とりあえずDinD(Docker in Docker)用のimage: masterにいつもログインして、tmuxを起動し、作業に入ります。
Goで開発するなら
$ docker exec -it composeset_vimgo_1 zsh -l
Pythonで開発するなら
$ docker exec -it composeset_jupyter_1 bash -c "source ~/.pyenvrc && source activate && ipython"
$ docker exec -it composeset_jupyter_1 bash -c "source ~/.pyenvrc && source activate && nvim +PyenvActivate"
commandにjupyter notebookを指定しているのでlocalhost:8888
をブラウザのURL欄に打てばJupyter Notebookに接続できます。
Pythonパッケージマネジャにpyenv+condaを使っているのでログイン時必ずsource activate
しないといけません。
source activate
するためのパスが通っていないためにsource ~/.pyenvrc
しないといけません。
.pyenvrcは自分で書いたものです。
#!/bin/sh
# pyenv config file
# pyenvのあるpath
export PYENV_ROOT="$HOME/pyenv"
export PATH="$PYENV_ROOT/bin:$PATH"
# pyenv実行
eval "$(pyenv init -)"
# bin/activate bin/deactivateを使うため
PATH="$PYENV_ROOT/versions/miniconda3-latest/bin:$PATH"
PATH="/usr/bin:$PATH"
export PATH
PYTHONPATH="${HOME}/Dropbox/Program/python/:$PYTHONPATH"
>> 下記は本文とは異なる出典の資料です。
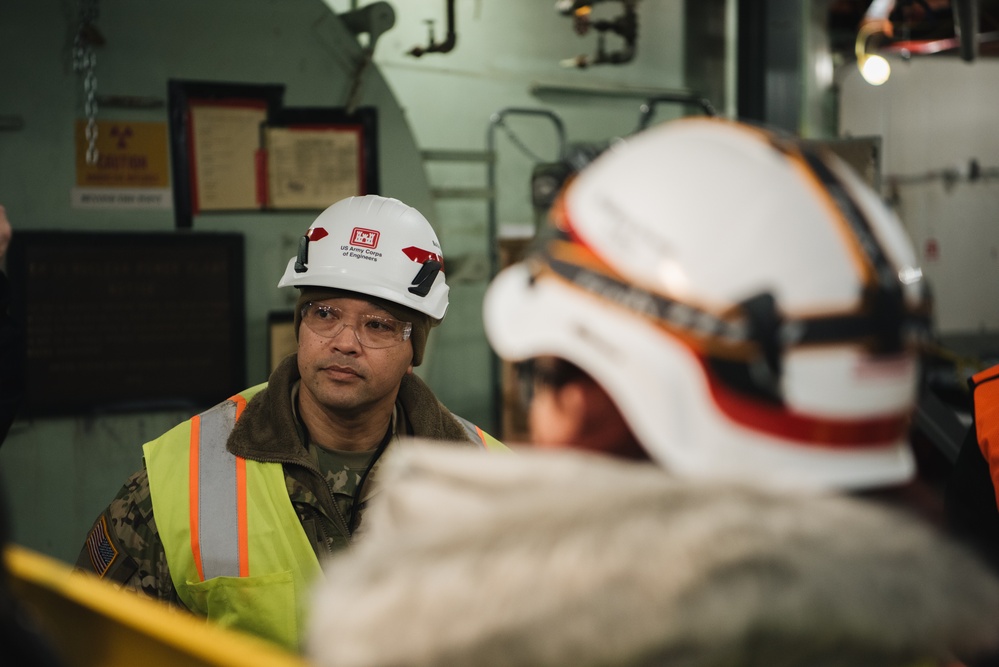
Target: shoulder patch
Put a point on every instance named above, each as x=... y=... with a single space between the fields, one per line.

PYTHONPATH="${HOME}/home/python/:$PYTHONPATH"
export PYTHONPATH
このへんまだまだベストな状態ではありません。Dockerでパッケージ管理するなら、condaなんて使わずにpipだけでいいのでわー?condaが依存パッケージ集めてくれるから楽なのか?今は「今までcondaで管理してきたから」という理由だけでcondaを使い続けています。
その他の開発するなら
masterイメージでshell scriptとかやったりします。qiita記事もこのイメージ内のneovimで作成しています。
2020年以降は
またVT-x系仮想環境に戻ろうと思います。
その上でDocker立ち上げようかと。
なぜなら、ホストマシンの電源を切ると開発の流れが途切れるからです。
常用ではホストマシンは就寝前にスリープモードにするのですが、ホストマシンのアップデートとかはいったりなんか調子おかしくなったときはリブートせざるを得ないときが必ずあります。
上で説明したdotfilesにはターミナルの復元ツールが多数含まれています。
- すべてのファイルはDropboxに保存して、万一ロールバックしたいときでも簡単に復元できる。
- そもそもgitが使えばコードの差分を見ながら過去に戻れたり別バージョンを残しておいたりできる。
- tmux-plugins/tmux-resurrectでtmuxのセッションを復元できる。Space C-rに割り当てています。
-
tpope/vim-obsessionでneovim/vimのセッションを復元できる。立ち上げるときに
nvim -S
というSオプションをつける。 - docker-composeもdocker-compose.ymlのディレクトリに飛んで
docker-compose start
するだけでコンテナ郡は一発復元する。
このように復元方法には困らないのですが、しかしながら一回途切れるものは途切れる。そのへんやっぱり仮想マシン用意してセッションを保存しておけばホストの電源落としてもかならずセッション復元するし、スナップショットも取れる。そしてDockerに移住したもののそんなにリソースを食う処理って滅多にやらない。
そんなわけでまたVirtualBoxかなんかに戻ろうと思います。
今注目しているのがkvmとmultipass。
multipassはこの記事「仮想環境multipassを試す」で少しいじってみた。VirtualBoxでやったところで、結局CUI環境はDockerで構築するわけなので、間に挟むイメージはなんでもいい、ということで安直にUbuntu一択になってしまうわけです。multipassは選べるイメージがUbuntuのみでシンプルに作られているので気に入りました。
しかしながら、ポートフォワーディングが今のところできないみたいなので、サーバー・ブラウザ・web使う系の開発に使えないのでまだ様子見です。
kvmはインストールがうまくいかないので、試行錯誤中です。
時間かかるようだったらvagrant+VirtualBoxで良いかなと思います。慣れているし。
まとめ
開発環境構築は永遠に終わらない開発の一つです。僕のdotfilesは一人でコミット数が719件になりました。
今後も快適な開発のための開発環境作りに勤しんで参りたいと思います。
今年もアドベントカレンダーに多くのCUIツールが紹介されていたので、試したくてウズウズしているところです。